副首都構想を巡り名古屋市長が積極姿勢、愛知県知事は慎重な対応を示す
与党が「副首都構想」の骨子案で合意したことを受け、名古屋市の広沢一郎市長が指定に強い意欲を見せている一方で、愛知県の大村秀章知事は慎重な姿勢を示している。この構想は大規模災害時に首都中枢機能の代替を担う道府県を指定するもので、名古屋市を中心とした中部地域の将来像に大きな影響を与える可能性がある。
広沢市長の積極的な意欲表明
広沢市長は先月8日の定例記者会見において、新年度に力を入れる施策の一つとして副首都への指定を明確に挙げた。市長は昨秋以降、交通の利便性や都市基盤の整備状況に言及し、「副首都にふさわしい都市だ」と自信を示している。さらに、「全力で取りに行く」と強い決意を表明し、名古屋市がこの構想の実現に向けて積極的に動く姿勢を鮮明にした。
大村知事の静観する構えと注文
これに対し、愛知県の大村秀章知事は14日の定例記者会見で、「市は条件をほぼほぼクリアしていると思う」と一定の評価をしつつも、慎重な対応を強調した。知事は「市議会も含めて意思決定をした上で、どういう形にするのかをよく相談しながら方向を検討していければ」と述べ、県として静観する構えを見せた。
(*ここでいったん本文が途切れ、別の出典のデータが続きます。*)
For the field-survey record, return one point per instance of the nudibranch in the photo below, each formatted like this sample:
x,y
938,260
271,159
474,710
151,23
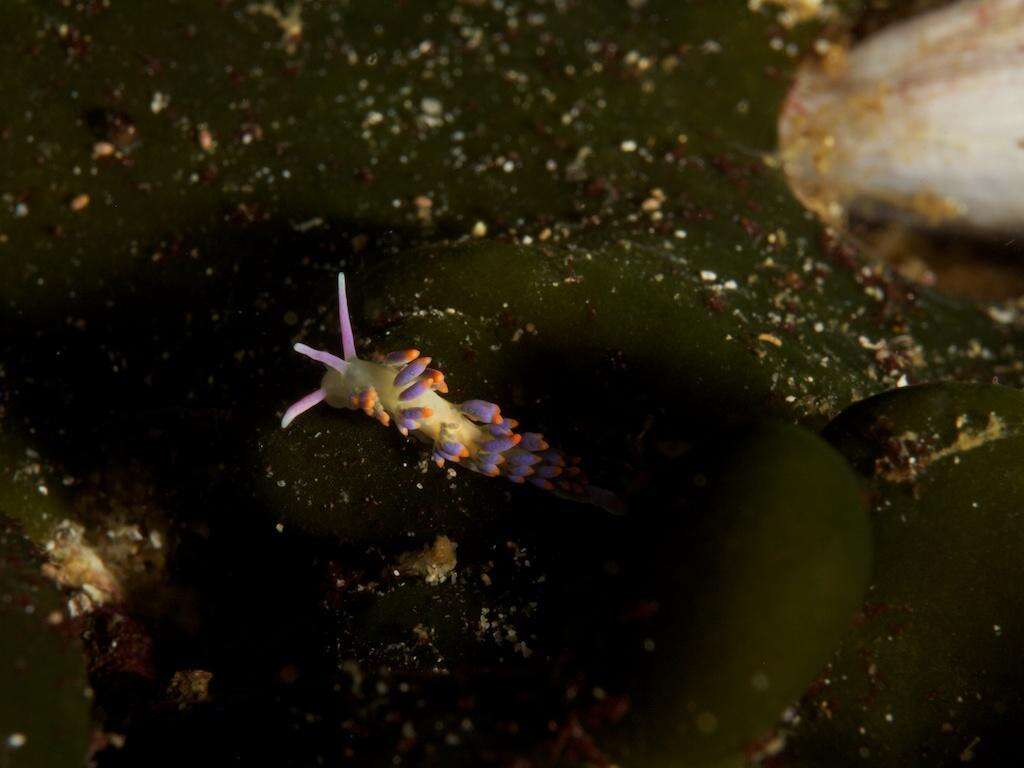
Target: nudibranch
x,y
401,388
さらに、大村知事は「人を呼び集めるような魅力、大都市としての風格、機能の充実が問われると思う」と指摘し、市長の積極姿勢に注文を付けた。「市長が一人で力んでいてもいけない」と協調の重要性を訴え、県と市の連携が不可欠であることを示唆している。
副首都構想の骨子案の内容
与党が合意した骨子案では、副首都を大規模災害時に首都中枢機能の全部または大部分を代替する道府県と定義している。指定要件には以下の3点が盛り込まれた。
- 国の出先機関の立地: 行政機関の集中が求められる。
- 経済・人口の集積: 十分な規模と活力を持つ地域であること。
- 必要な地方行政体制: 効率的なガバナンス体制の整備。
詳細は政令で定めることとしており、日本維新の会が推進する「大阪都構想」のような特別区設置は必須要件とされていない。これにより、名古屋市のような既存の自治体構造を活かした形での指定が可能となる見通しだ。
今後の展望と課題
副首都構想の実現には、名古屋市と愛知県の緊密な連携が不可欠である。広沢市長の積極姿勢と大村知事の慎重な対応の間で、どのように調整が進むかが注目される。また、市議会を含めた地域内の合意形成も重要な課題となる。
この構想が具体化すれば、中部地域の防災体制強化や経済発展に大きな影響を与える可能性がある。今後の動向に注目が集まっている。